WMM

    Cards (15)

    • Baddeley & Hitch (1974) believed that the MSM was too simplistic in terms of the stores.
      They developed a model which focused on STM only ad argued that it was not a unitary store like the MSM argued.
      1. central executive
      2. visuospatial sketchpad
      3. episodic buffer
      4. phonological loop
      5. articulatory system
      6. phonological store
      7. long term memory
    • the central executive -
      • Has a ‘supervisory role’
      • Monitors incoming data, divides our limited attention and allocates ‘slave systems’ to tasks
      • Has a very limited capacity and does not store information
    • the phonological loop -
      • Deals with auditory info (acoustic coding)
      • Capacity – around 2 secs worth of what you can say
      • Split into 2 subdivisions: phonological store and articulatory process
    • phonological store -
      • Stores words you hear
      • ‘Inner ear’
    • Articulatory process -
      • allows maintenance rehearsal 
      • inner voice’
    • visuo-spatial setchpad -
      • Stores visual/spatial info (visual coding)
      • Limited capacity of 3-4 objects
      • Divided into 2 subdivisions: visual cache and inner scribe
    • visual cache -
      • stores visual data
    • inner scribe -
      • Records the arrangement of objects e.g. calculate 16 + 25 using column method
    • episodic buffer -
      • Added to the model later in 2000
      • Acts as a temporary store for all info
      • Can be seen as the storage component of the central executive
      • Limited capacity of around 4 chunks
      • Links STM to LTM
    • According to the working memory model (WMM), short-term memory is an active store used to hold information which is being manipulated. Logie (1999) refers to it as the ‘desktop of the brain’- it holds material in our conscious mind long enough for us to manipulate it and use it to make a decision or execute a task.
    • strength -
      Baddeley and Hitch found pps were slower at a true/false task whilst also completing a task using both the central executive and articulatory loop compared to a task using just the articulatory loop.

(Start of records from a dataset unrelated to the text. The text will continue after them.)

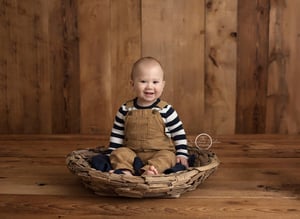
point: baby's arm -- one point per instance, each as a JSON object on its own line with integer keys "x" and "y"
{"x": 183, "y": 161}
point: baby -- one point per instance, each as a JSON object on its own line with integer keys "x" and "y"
{"x": 146, "y": 127}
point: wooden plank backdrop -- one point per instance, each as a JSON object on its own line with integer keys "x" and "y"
{"x": 231, "y": 66}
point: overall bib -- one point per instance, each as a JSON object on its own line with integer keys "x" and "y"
{"x": 145, "y": 137}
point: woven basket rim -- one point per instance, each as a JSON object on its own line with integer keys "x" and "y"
{"x": 162, "y": 185}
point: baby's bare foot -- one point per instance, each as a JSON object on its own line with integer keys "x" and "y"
{"x": 151, "y": 171}
{"x": 119, "y": 171}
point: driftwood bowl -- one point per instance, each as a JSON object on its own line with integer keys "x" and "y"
{"x": 165, "y": 185}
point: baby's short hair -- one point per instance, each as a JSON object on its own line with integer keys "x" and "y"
{"x": 143, "y": 60}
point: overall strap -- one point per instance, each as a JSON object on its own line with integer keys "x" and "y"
{"x": 129, "y": 104}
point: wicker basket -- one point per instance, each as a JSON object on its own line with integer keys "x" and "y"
{"x": 164, "y": 185}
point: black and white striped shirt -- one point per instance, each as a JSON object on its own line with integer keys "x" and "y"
{"x": 173, "y": 127}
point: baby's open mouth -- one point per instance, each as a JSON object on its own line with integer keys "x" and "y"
{"x": 149, "y": 93}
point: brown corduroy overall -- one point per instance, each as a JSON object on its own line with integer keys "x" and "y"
{"x": 145, "y": 137}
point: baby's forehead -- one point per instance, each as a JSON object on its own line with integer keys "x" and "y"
{"x": 148, "y": 65}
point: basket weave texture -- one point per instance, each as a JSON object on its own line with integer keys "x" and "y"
{"x": 163, "y": 185}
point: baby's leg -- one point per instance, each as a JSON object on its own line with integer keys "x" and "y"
{"x": 122, "y": 159}
{"x": 159, "y": 162}
{"x": 151, "y": 171}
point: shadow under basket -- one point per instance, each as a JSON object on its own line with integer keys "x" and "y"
{"x": 164, "y": 185}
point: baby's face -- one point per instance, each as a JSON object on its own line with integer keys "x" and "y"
{"x": 148, "y": 83}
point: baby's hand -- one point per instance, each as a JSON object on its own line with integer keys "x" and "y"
{"x": 183, "y": 161}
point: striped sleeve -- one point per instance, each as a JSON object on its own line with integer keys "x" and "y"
{"x": 117, "y": 132}
{"x": 174, "y": 128}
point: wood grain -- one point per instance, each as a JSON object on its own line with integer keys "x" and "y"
{"x": 231, "y": 66}
{"x": 283, "y": 101}
{"x": 180, "y": 49}
{"x": 253, "y": 19}
{"x": 220, "y": 58}
{"x": 258, "y": 178}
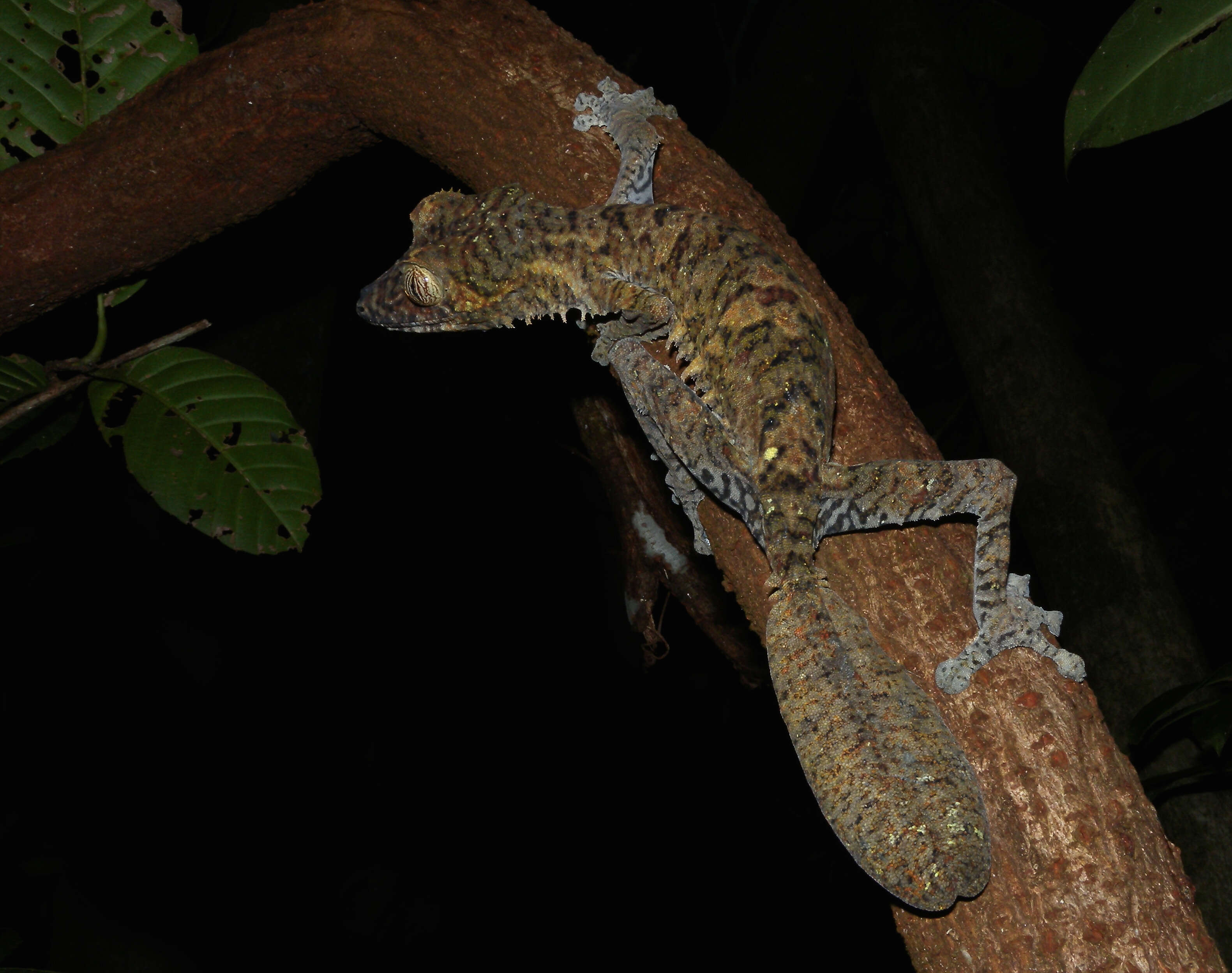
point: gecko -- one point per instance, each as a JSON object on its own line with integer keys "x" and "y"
{"x": 748, "y": 420}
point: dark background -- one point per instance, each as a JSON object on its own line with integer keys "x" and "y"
{"x": 429, "y": 737}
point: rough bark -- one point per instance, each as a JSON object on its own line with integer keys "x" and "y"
{"x": 1076, "y": 504}
{"x": 1083, "y": 876}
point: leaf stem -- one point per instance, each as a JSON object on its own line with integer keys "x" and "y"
{"x": 57, "y": 389}
{"x": 100, "y": 342}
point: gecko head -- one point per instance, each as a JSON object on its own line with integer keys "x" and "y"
{"x": 455, "y": 277}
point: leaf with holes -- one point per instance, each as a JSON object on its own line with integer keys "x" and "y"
{"x": 1162, "y": 63}
{"x": 65, "y": 63}
{"x": 20, "y": 377}
{"x": 45, "y": 426}
{"x": 215, "y": 447}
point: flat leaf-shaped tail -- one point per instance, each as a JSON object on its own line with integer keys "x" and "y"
{"x": 890, "y": 777}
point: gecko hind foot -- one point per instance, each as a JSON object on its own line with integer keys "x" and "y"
{"x": 1014, "y": 623}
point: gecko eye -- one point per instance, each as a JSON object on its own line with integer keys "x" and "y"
{"x": 422, "y": 285}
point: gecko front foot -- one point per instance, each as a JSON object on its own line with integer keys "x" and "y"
{"x": 1014, "y": 622}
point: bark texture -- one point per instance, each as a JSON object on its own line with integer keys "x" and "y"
{"x": 1082, "y": 875}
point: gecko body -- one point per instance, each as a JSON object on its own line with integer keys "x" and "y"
{"x": 748, "y": 420}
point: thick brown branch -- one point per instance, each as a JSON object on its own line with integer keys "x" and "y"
{"x": 486, "y": 90}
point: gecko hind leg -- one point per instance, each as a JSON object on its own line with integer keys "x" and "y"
{"x": 669, "y": 410}
{"x": 906, "y": 491}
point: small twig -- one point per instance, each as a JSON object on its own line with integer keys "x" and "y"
{"x": 58, "y": 389}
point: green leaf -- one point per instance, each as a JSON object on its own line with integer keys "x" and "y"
{"x": 214, "y": 444}
{"x": 122, "y": 294}
{"x": 65, "y": 63}
{"x": 20, "y": 378}
{"x": 1211, "y": 727}
{"x": 1142, "y": 724}
{"x": 1162, "y": 63}
{"x": 1156, "y": 716}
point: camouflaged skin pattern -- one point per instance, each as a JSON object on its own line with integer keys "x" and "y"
{"x": 888, "y": 774}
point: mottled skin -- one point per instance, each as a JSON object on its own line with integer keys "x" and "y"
{"x": 751, "y": 422}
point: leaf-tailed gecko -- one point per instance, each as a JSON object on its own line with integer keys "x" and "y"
{"x": 750, "y": 422}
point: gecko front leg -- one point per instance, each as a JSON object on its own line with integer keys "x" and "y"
{"x": 889, "y": 776}
{"x": 688, "y": 439}
{"x": 865, "y": 497}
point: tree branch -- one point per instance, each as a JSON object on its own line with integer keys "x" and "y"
{"x": 58, "y": 389}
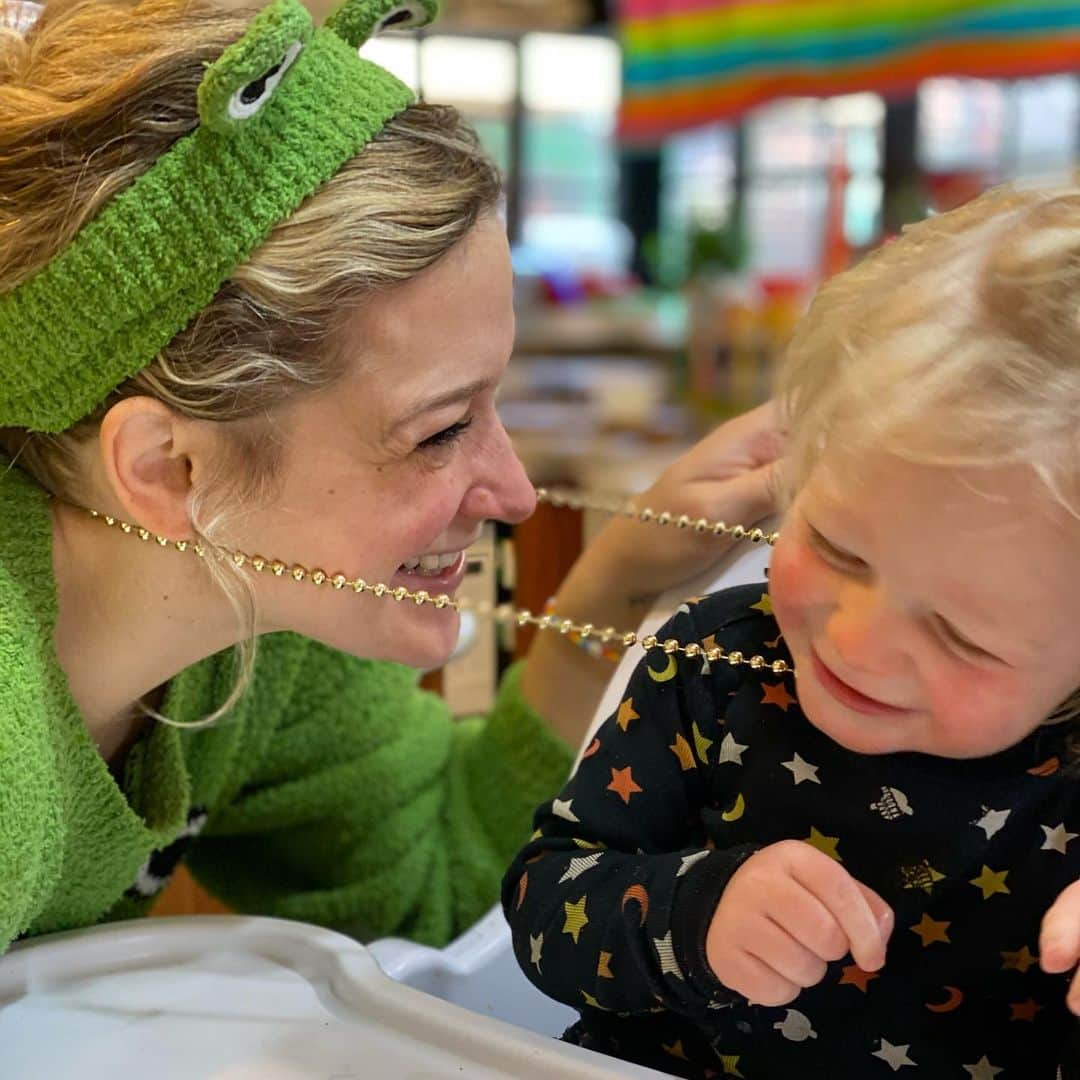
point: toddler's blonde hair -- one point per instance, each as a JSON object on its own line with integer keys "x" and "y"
{"x": 956, "y": 345}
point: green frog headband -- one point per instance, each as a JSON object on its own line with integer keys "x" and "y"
{"x": 280, "y": 111}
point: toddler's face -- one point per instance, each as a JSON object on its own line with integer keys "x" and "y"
{"x": 928, "y": 609}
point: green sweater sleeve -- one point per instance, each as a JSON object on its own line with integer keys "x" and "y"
{"x": 372, "y": 810}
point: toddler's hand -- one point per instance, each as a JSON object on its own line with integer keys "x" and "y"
{"x": 1060, "y": 941}
{"x": 787, "y": 912}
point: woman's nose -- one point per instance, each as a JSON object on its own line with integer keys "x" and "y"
{"x": 502, "y": 490}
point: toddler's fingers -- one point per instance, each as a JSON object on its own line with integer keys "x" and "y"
{"x": 866, "y": 927}
{"x": 1072, "y": 999}
{"x": 1060, "y": 940}
{"x": 757, "y": 982}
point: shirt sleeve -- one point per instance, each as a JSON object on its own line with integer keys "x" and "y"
{"x": 373, "y": 811}
{"x": 610, "y": 901}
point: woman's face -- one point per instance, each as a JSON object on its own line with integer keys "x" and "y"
{"x": 389, "y": 474}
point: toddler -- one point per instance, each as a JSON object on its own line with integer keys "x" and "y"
{"x": 846, "y": 874}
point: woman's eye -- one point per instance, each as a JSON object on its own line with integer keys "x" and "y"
{"x": 447, "y": 436}
{"x": 835, "y": 556}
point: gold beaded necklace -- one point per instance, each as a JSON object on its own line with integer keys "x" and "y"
{"x": 507, "y": 613}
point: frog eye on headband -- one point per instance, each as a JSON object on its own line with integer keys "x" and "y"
{"x": 240, "y": 82}
{"x": 359, "y": 21}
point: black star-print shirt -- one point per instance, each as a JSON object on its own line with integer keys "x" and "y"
{"x": 610, "y": 900}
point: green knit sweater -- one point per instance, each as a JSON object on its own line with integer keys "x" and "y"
{"x": 336, "y": 793}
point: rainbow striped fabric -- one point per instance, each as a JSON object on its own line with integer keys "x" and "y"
{"x": 692, "y": 62}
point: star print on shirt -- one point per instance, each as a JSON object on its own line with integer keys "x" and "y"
{"x": 991, "y": 821}
{"x": 666, "y": 953}
{"x": 1018, "y": 960}
{"x": 701, "y": 744}
{"x": 983, "y": 1070}
{"x": 626, "y": 714}
{"x": 853, "y": 975}
{"x": 688, "y": 861}
{"x": 764, "y": 605}
{"x": 576, "y": 918}
{"x": 622, "y": 784}
{"x": 775, "y": 693}
{"x": 1025, "y": 1010}
{"x": 731, "y": 751}
{"x": 990, "y": 881}
{"x": 824, "y": 844}
{"x": 801, "y": 770}
{"x": 682, "y": 750}
{"x": 578, "y": 866}
{"x": 930, "y": 930}
{"x": 895, "y": 1056}
{"x": 1057, "y": 838}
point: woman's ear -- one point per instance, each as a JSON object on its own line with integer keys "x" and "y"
{"x": 149, "y": 455}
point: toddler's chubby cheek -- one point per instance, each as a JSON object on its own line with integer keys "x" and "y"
{"x": 792, "y": 584}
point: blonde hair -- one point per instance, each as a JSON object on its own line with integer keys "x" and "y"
{"x": 90, "y": 98}
{"x": 956, "y": 345}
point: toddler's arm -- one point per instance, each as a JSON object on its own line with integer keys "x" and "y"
{"x": 610, "y": 901}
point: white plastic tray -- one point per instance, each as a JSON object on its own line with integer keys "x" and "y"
{"x": 238, "y": 998}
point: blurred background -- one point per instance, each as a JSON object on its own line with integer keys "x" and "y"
{"x": 680, "y": 175}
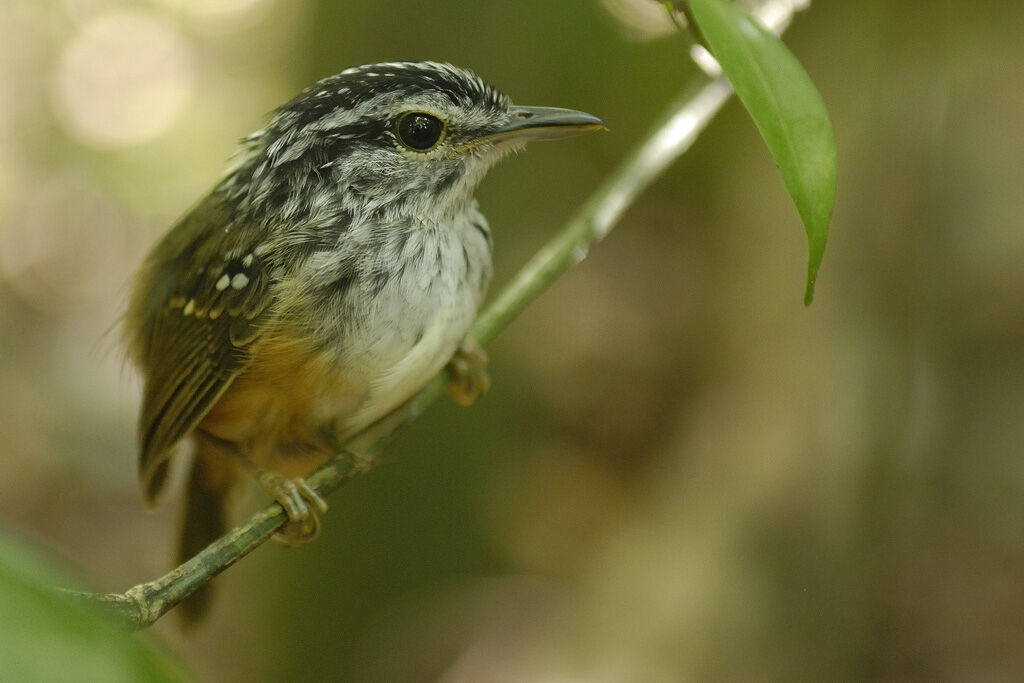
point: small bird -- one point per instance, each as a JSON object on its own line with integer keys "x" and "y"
{"x": 329, "y": 276}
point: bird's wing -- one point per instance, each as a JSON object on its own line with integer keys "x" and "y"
{"x": 197, "y": 310}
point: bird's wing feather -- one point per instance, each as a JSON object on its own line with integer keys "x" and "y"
{"x": 198, "y": 309}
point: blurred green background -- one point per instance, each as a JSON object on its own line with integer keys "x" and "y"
{"x": 681, "y": 473}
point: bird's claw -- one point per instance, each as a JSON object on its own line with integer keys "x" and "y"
{"x": 302, "y": 505}
{"x": 469, "y": 373}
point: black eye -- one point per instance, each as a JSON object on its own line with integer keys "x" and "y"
{"x": 420, "y": 131}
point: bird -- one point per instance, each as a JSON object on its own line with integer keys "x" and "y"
{"x": 332, "y": 272}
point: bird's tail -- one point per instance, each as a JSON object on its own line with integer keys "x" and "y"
{"x": 206, "y": 516}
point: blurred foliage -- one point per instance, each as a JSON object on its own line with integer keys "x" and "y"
{"x": 681, "y": 473}
{"x": 46, "y": 636}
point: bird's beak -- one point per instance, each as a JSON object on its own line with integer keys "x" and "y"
{"x": 544, "y": 123}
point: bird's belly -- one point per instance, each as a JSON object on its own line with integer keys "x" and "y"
{"x": 407, "y": 347}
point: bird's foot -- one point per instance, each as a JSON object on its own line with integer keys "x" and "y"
{"x": 302, "y": 505}
{"x": 469, "y": 373}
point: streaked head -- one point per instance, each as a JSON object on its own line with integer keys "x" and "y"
{"x": 396, "y": 136}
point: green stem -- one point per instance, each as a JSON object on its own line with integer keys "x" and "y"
{"x": 670, "y": 137}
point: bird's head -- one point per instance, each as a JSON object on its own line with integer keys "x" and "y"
{"x": 411, "y": 137}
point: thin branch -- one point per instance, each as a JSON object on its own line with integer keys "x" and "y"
{"x": 672, "y": 135}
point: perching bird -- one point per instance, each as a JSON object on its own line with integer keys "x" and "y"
{"x": 331, "y": 274}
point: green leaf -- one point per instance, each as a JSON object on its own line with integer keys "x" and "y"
{"x": 47, "y": 636}
{"x": 786, "y": 109}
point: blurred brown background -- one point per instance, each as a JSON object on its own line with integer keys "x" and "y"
{"x": 681, "y": 473}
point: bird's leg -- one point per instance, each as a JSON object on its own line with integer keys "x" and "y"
{"x": 302, "y": 505}
{"x": 469, "y": 373}
{"x": 300, "y": 502}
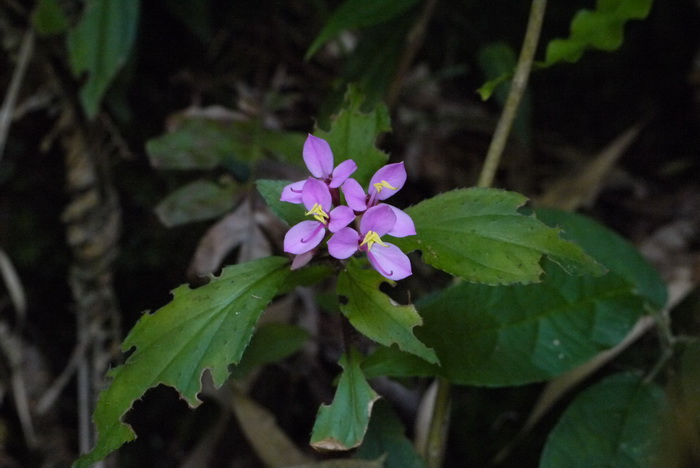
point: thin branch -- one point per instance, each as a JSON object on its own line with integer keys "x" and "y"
{"x": 517, "y": 89}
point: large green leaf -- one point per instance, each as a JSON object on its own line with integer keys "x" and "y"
{"x": 100, "y": 45}
{"x": 479, "y": 235}
{"x": 614, "y": 424}
{"x": 358, "y": 14}
{"x": 376, "y": 315}
{"x": 342, "y": 424}
{"x": 602, "y": 28}
{"x": 611, "y": 250}
{"x": 511, "y": 335}
{"x": 204, "y": 328}
{"x": 353, "y": 133}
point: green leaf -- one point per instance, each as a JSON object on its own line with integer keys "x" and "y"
{"x": 358, "y": 14}
{"x": 271, "y": 190}
{"x": 342, "y": 424}
{"x": 100, "y": 45}
{"x": 271, "y": 342}
{"x": 479, "y": 235}
{"x": 353, "y": 133}
{"x": 48, "y": 18}
{"x": 197, "y": 201}
{"x": 601, "y": 29}
{"x": 611, "y": 250}
{"x": 204, "y": 328}
{"x": 376, "y": 315}
{"x": 512, "y": 335}
{"x": 386, "y": 436}
{"x": 615, "y": 423}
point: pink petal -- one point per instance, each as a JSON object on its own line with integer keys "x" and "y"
{"x": 302, "y": 259}
{"x": 341, "y": 216}
{"x": 292, "y": 192}
{"x": 355, "y": 196}
{"x": 389, "y": 261}
{"x": 303, "y": 237}
{"x": 343, "y": 243}
{"x": 404, "y": 224}
{"x": 315, "y": 191}
{"x": 342, "y": 172}
{"x": 318, "y": 157}
{"x": 380, "y": 219}
{"x": 393, "y": 174}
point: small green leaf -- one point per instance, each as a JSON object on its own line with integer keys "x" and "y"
{"x": 353, "y": 133}
{"x": 100, "y": 45}
{"x": 387, "y": 436}
{"x": 204, "y": 328}
{"x": 512, "y": 335}
{"x": 358, "y": 14}
{"x": 271, "y": 190}
{"x": 616, "y": 423}
{"x": 48, "y": 18}
{"x": 479, "y": 235}
{"x": 376, "y": 315}
{"x": 197, "y": 201}
{"x": 601, "y": 29}
{"x": 342, "y": 424}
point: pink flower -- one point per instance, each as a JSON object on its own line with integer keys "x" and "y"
{"x": 307, "y": 235}
{"x": 386, "y": 258}
{"x": 319, "y": 160}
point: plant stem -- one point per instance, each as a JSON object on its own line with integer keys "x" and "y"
{"x": 517, "y": 89}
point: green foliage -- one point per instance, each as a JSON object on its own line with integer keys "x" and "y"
{"x": 342, "y": 424}
{"x": 376, "y": 315}
{"x": 387, "y": 436}
{"x": 479, "y": 235}
{"x": 100, "y": 45}
{"x": 353, "y": 133}
{"x": 48, "y": 18}
{"x": 204, "y": 328}
{"x": 615, "y": 423}
{"x": 358, "y": 14}
{"x": 197, "y": 201}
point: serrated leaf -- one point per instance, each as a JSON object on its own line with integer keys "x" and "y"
{"x": 358, "y": 14}
{"x": 512, "y": 335}
{"x": 204, "y": 328}
{"x": 342, "y": 424}
{"x": 196, "y": 201}
{"x": 48, "y": 18}
{"x": 271, "y": 190}
{"x": 353, "y": 133}
{"x": 601, "y": 29}
{"x": 376, "y": 315}
{"x": 616, "y": 423}
{"x": 611, "y": 251}
{"x": 479, "y": 235}
{"x": 386, "y": 436}
{"x": 100, "y": 45}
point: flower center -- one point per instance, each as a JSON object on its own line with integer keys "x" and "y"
{"x": 372, "y": 238}
{"x": 383, "y": 184}
{"x": 318, "y": 213}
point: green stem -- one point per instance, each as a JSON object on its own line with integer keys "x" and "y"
{"x": 517, "y": 89}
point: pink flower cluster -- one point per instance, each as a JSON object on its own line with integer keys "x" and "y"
{"x": 320, "y": 195}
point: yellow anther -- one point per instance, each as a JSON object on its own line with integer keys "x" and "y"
{"x": 383, "y": 184}
{"x": 318, "y": 213}
{"x": 372, "y": 238}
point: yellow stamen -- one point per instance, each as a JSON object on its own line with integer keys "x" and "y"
{"x": 372, "y": 238}
{"x": 383, "y": 184}
{"x": 318, "y": 213}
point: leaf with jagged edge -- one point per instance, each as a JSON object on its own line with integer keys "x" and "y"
{"x": 342, "y": 424}
{"x": 376, "y": 315}
{"x": 204, "y": 328}
{"x": 481, "y": 236}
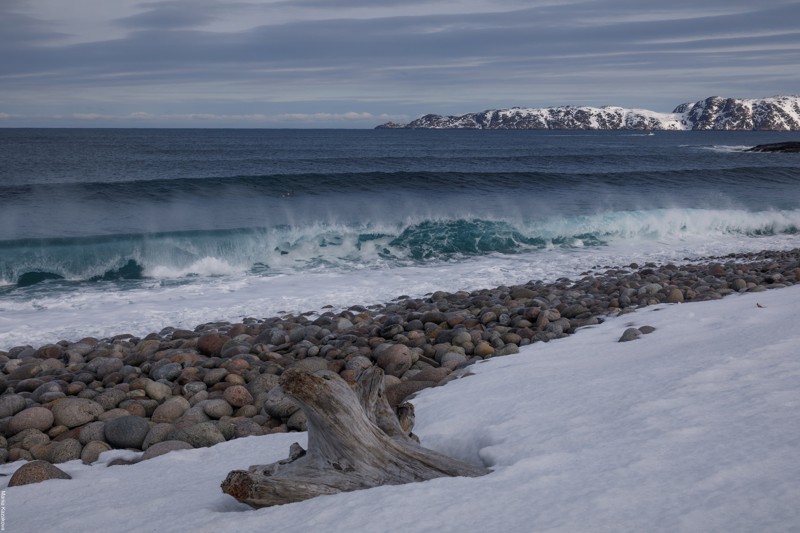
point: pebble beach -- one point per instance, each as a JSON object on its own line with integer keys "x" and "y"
{"x": 180, "y": 388}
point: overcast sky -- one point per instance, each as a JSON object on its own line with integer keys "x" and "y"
{"x": 359, "y": 63}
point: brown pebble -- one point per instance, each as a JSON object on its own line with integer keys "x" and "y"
{"x": 36, "y": 472}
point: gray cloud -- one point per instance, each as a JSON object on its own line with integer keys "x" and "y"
{"x": 299, "y": 58}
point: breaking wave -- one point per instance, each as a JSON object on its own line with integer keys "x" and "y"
{"x": 282, "y": 249}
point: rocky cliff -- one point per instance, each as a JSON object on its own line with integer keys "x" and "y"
{"x": 779, "y": 113}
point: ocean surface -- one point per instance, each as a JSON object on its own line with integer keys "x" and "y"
{"x": 110, "y": 231}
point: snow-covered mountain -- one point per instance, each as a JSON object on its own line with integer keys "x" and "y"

      Completing 2 tasks which involve the same stores causes difficulty and suggests that there must be different slave systems with different roles.
    • strength -
      After a brain injury, KF had poor STM for auditory info but could process visual info normally e.g. his immediate recall of letters was better when he read them (visual) than when they were read to him (auditory)
      This strongly supports the existence of separate visual and auditory stores.
    • weakness -
      However, it is unclear whether KF had other cognitive impairments which may have impacted his memory.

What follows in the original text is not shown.